Medical School Rankings: A Different Perspective
How much should a medical school’s rank affect your decision to apply and attend? It’s a question that comes to light each year as the U.S. News & World Report releases its annual rankings of the “best” medical schools for primary care and research. While critiques of the rankings have existed almost as long as the rankings themselves, last year the conversation took a new turn with the publication of a study from researchers at the University of California Davis School of Medicine.
The study, published in the August 2013 issue of Academic Medicine, explores the methodology behind the primary care rankings specifically and questions the validity of the rankings (and others like them) at large. Like others before them, the authors take exception with the weight given to factors that have little influence on the education that students receive. “The variability [among rankings] is greater than could be plausibly attributed to actual changes in training quality,” the authors conclude, continuing on to assert that “these findings raise questions regarding the ranking’s validity and usefulness.” In a commentary following the study in the same journal, AAMC President and CEO Dr. Darrell Kirch and Chief Academic Officer Dr. John Prescott continue the discussion, noting that “the mission and strengths of each medical school – and the impact each has on individual trainees, patients, and the larger community it serves – are unique; thus, schools are poorly served by arbitrary and limited ranking methodologies.”
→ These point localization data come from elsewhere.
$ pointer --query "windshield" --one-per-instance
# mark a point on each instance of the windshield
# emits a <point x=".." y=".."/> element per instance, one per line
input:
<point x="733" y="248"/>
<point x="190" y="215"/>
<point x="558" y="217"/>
Notably, both the Davis study and subsequent commentary examine the issue from the perspective of the medical schools themselves – posing the question of how the rankings can or should be used to change the practice of medical education from institution to institution. Perhaps more important, however, is the topic that began this piece – “how are prospective medical students like yourselves influenced by rankings?” Driven by the pressure to control the expanding costs of the application process and influenced by an innate desire to attend one of the “best” schools, it’s not uncommon for students to limit the number of schools to which they apply – and in the process, run the risk of cutting out lower-ranking schools that might actually be a better fit.
So what tools can you use to get a more complete picture of the schools you’re considering? Here are a few of my favorites that I share regularly with students:
- MSAR/CIB: Probably the best known resources among students, the Medical School Admissions Requirements publication and the College Information Book contain detailed profiles of every accredited allopathic (MD) and osteopathic (DO) medical school, respectively. These titles are generally considered a must-have for the admissions process.
- Fellow Students: One student’s experience isn’t necessarily directly transferable to another, but their perspectives can still be helpful. While some of the information on the internet can be anecdotal at best, the American Medical Student Association (AMSA) conducts an on-going survey of active medical students to help pre-medical applicants understand “what it’s really like at their schools.”
- Personal Experience: The best way to know whether or not a school is the right fit is to learn about it firsthand; unfortunately, many students wait until Interview Day to do so. While the costs of visiting each campus before applying can be prohibitive, there are other options: many medical schools send representatives to local pre-medical conferences, and online webinar-style information sessions are growing in popularity.